So, I don’t know if many of you know this, but for me, the PTSD that I have shows up most prominently in my driving. I’m not sure why. I don’t know what driving has to do with any of the stuff that happened on August 24, 2009. But for me, that’s where I have the most anxiety. It’s hard for me to drive on a good day. I avoid the highway like it’s my job. I know all of the fastest routes that involve surface streets. It requires much bravery for me to get from my house to, well, anywhere.
Driving on snow increases the anxiety about ten-fold.
Today was the first snow.
I watched the forecast last night with fear and trepidation. I had appointments today that I did not want to cancel. I felt the fear rising in my chest. I got sweaty palms. I got short of breath.

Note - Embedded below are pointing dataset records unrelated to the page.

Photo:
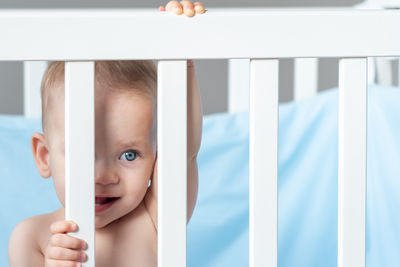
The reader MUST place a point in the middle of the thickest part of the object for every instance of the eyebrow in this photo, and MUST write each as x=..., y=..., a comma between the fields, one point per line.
x=128, y=143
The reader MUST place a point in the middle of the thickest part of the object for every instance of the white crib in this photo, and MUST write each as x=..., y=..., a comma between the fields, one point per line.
x=262, y=36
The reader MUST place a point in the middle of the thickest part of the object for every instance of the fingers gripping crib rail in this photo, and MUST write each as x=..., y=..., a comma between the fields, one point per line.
x=284, y=29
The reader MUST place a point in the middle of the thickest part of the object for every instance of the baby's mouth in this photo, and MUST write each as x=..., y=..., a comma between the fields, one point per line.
x=103, y=200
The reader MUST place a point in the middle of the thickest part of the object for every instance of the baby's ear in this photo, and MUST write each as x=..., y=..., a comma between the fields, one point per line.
x=41, y=154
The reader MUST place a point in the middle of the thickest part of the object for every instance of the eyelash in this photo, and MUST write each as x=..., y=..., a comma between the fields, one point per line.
x=135, y=152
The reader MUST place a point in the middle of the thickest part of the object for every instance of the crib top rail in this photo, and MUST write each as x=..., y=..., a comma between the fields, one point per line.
x=96, y=34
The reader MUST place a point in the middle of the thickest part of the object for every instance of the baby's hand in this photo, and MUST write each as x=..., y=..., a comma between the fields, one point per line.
x=62, y=249
x=186, y=7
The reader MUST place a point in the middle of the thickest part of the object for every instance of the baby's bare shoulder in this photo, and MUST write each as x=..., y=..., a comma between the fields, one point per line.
x=29, y=239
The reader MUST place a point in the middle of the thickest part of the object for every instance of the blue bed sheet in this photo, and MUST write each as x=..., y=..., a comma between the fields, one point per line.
x=218, y=230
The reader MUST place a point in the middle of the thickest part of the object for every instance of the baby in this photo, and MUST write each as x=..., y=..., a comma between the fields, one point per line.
x=125, y=163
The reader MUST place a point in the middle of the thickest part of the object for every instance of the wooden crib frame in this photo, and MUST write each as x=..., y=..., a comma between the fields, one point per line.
x=264, y=36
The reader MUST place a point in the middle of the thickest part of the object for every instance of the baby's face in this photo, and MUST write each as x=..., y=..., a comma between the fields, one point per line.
x=125, y=151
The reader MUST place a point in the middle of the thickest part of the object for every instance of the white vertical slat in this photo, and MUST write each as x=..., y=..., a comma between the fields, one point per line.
x=398, y=72
x=33, y=73
x=263, y=215
x=305, y=78
x=172, y=163
x=384, y=71
x=352, y=161
x=79, y=152
x=238, y=83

I forced myself to worry about it later, to just go ahead and go to sleep, to remember that sometimes it's not as bad as they say it’s going to be. I’ll just get up early enough to give myself plenty of time to get there and be fine.
When I woke up this morning I looked out the window and it was definitely snowy. Aw, shucks. But, I had a little chat with myself. I reminded myself that I learned to drive on snow pack. I took my first driving test on snow pack (I didn’t pass, but that’s beside the point). I grew up in Montana, for the love, I can do this.

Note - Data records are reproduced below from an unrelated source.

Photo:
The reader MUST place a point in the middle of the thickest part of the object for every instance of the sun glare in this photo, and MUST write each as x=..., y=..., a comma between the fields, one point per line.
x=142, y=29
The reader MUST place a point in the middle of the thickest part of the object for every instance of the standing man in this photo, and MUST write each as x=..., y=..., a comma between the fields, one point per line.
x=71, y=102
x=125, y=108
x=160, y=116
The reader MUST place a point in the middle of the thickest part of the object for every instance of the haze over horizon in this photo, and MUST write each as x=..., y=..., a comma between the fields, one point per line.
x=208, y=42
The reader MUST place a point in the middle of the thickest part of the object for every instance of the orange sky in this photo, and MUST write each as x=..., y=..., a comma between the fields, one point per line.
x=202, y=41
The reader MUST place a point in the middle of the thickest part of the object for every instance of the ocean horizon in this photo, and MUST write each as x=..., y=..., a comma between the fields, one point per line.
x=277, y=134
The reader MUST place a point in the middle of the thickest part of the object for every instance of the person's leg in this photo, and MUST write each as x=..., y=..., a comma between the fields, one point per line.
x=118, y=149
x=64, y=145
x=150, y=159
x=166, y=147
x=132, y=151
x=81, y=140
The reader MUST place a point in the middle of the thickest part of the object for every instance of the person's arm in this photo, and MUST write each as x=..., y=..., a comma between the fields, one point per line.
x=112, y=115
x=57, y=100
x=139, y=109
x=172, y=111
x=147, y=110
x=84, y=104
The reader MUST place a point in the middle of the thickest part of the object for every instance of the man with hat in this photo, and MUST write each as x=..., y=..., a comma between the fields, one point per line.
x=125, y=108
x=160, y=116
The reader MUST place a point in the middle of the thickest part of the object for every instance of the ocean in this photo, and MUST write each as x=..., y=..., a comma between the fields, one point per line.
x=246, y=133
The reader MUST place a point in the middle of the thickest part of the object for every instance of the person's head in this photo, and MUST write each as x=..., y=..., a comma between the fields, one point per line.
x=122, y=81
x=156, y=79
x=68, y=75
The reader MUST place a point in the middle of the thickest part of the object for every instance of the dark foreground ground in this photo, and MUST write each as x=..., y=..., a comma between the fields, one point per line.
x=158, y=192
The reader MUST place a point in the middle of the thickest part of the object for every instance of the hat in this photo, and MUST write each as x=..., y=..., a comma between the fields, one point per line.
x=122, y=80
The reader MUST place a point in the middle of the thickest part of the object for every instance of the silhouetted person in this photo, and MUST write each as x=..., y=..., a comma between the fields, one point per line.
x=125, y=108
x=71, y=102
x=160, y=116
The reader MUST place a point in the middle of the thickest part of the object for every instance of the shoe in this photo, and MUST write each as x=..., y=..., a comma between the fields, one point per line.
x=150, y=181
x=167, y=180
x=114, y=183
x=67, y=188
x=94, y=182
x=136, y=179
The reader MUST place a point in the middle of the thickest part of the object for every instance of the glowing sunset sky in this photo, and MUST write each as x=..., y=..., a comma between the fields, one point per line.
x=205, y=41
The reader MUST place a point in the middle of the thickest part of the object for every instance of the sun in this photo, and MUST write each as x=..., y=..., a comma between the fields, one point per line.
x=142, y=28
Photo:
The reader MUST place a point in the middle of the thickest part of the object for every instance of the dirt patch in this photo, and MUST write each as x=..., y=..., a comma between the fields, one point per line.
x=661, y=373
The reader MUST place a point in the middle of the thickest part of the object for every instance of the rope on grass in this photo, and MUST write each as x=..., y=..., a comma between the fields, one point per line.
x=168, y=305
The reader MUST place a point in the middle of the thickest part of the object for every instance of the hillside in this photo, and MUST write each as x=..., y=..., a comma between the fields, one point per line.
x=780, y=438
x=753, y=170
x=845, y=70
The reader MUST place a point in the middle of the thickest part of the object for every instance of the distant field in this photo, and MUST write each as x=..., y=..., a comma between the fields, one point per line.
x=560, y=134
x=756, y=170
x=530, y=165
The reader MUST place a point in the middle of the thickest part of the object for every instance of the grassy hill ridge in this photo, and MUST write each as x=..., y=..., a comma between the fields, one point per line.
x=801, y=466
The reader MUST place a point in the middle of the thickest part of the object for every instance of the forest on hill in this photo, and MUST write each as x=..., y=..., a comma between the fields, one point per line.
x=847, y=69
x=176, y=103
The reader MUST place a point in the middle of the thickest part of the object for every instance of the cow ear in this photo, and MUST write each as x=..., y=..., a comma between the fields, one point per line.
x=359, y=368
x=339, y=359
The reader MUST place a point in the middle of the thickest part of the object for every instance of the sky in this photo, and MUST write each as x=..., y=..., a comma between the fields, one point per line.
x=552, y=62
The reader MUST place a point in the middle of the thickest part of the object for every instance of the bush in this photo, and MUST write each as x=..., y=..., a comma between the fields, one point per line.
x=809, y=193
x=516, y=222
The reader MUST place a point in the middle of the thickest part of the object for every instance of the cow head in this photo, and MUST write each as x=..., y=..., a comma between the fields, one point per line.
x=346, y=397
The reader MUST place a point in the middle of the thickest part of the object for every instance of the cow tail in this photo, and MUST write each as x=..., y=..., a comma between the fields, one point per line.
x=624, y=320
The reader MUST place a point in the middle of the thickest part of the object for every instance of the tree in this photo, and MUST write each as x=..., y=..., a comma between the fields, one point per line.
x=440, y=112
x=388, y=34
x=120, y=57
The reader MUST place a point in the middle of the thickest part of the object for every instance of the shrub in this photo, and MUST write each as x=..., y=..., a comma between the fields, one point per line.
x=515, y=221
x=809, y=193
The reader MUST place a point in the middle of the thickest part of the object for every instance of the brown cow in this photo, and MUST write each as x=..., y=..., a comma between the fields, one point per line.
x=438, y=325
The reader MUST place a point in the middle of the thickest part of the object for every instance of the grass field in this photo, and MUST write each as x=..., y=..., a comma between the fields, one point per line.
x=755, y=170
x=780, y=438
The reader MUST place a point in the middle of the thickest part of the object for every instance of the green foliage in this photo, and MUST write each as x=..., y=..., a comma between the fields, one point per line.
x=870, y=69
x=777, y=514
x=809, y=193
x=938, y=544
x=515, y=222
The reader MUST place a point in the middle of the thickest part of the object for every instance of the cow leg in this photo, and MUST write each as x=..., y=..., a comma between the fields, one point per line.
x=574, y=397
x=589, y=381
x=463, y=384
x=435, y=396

I was bummed that there was no snow to shovel on my front walk. This being the first snow, I was looking forward to shoveling my sidewalks for the first time. I love shoveling snow.
I went out and scraped off my car, reminding myself fondly of the mornings that Sawan would get up and start my car and scrape it off for me. He could be so sweet on the occasional day that he would get up early with me.
Then, I got in the car and made those snowy roads my bitch. It was a better drive then it would have been on a regular day. It may be that the roads just weren’t that bad. It may be that I had great music. It may be that the snow was just so beautiful that I couldn’t help but enjoy myself. It may be that my skinny jeans fit me for the first time in a long time and I felt fabulous. It may be that I’m just in a better place then I’ve been in a long time and I’m honestly getting better. Whatever it was, I’ll take it. Bring it on.